- Choreographer: Hans van Manen
- Music: Ludwig van Beethoven
- Premiere: 4 October 1973 Stadsschouwburg
- Original ballet company: Dutch National Ballet
- Design: Jean-Paul Vroom

= Adagio Hammerklavier =

Ballet choreographed by Hans van Manen

Adagio Hammerklavier is a ballet choreographed by Hans van Manen to the Adagio from Beethoven's Piano Sonata No. 29, Hammerklavier. The ballet is plotless and danced by three couples. Van Manen made Adagio Hammerklavier for the Dutch National Ballet, and it premiered on 4 October 1973, at the Stadsschouwburg, Amsterdam.

==Production==
Van Manen decided to choreograph a new ballet on six Dutch National Ballet dancers, Monique Sand, Sonja Marchiolli, Alexandra Radius, Henry Jurriëns, Francis Sinceretti, Han Ebbelaar, when the company was rehearsing Swan Lake. Though the six were also set to dance in Swan Lake, the rehearsal schedule made them available at the same time while the rest of the company were working on the production.

Van Manen set the ballet to the Adagio, the third movement from Beethoven's Piano Sonata No. 29, Hammerklavier. He was inspired by Christoph Eschenbach's recording of the music, which was played at an exceptionally slow tempo.
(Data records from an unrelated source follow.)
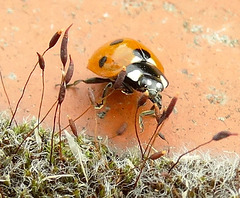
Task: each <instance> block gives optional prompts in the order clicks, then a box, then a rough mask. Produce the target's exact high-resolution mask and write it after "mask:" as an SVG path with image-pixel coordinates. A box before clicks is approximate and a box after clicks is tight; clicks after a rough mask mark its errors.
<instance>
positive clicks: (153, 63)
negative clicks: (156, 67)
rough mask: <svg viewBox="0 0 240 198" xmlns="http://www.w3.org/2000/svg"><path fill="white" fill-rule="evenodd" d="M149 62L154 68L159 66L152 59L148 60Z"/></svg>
mask: <svg viewBox="0 0 240 198" xmlns="http://www.w3.org/2000/svg"><path fill="white" fill-rule="evenodd" d="M147 62H149V63H151V64H152V65H154V66H157V64H156V63H155V61H154V60H153V59H152V58H148V59H147Z"/></svg>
Van Manen explained, "I thought adagio. You hardly ever see adagio; you see slow motion, but that's different. That's based on total balance. I always think of adagio as a wheel that you push – and that moment where the wheel is still moving, just before it falls."

The costumes and set were designed by Jean-Paul Vroom, with the women in pale blue chiffon dresses, and the men in white tights, bare-chested and wearing necklaces. The decor features a white curtain at the back of the stage.

==Choreography==
Dance critic Zoë Anderson wrote, "Like many of van Manen's works, Adagio Hammerklavier is a plotless work with a strong edge of sexual drama." She noted although the ballet was created in a time when choreographers were experimenting with complex lifts, in Adagio Hammerklavier, women are "curling and drooping to the floor." She added that in other parts of the ballet, "couples move in unison... With unexpected assertiveness walks will turn unto stamps. The dancing is understated, gaining drama from small turns of the head or changes of pose, small details that break the line of the choreography."

==Performances==
Adagio Hammerklavier premiered on 4 October 1973, at the Stadsschouwburg, Amsterdam.

Other ballet companies performing Adagio Hammerklavier include the Royal Ballet in London, Houston Ballet, Berlin Opera Ballet, Mariinsky Ballet, English National Ballet, Stuttgart Ballet, La Scala Theatre Ballet, Pennsylvania Ballet and Northern Ballet.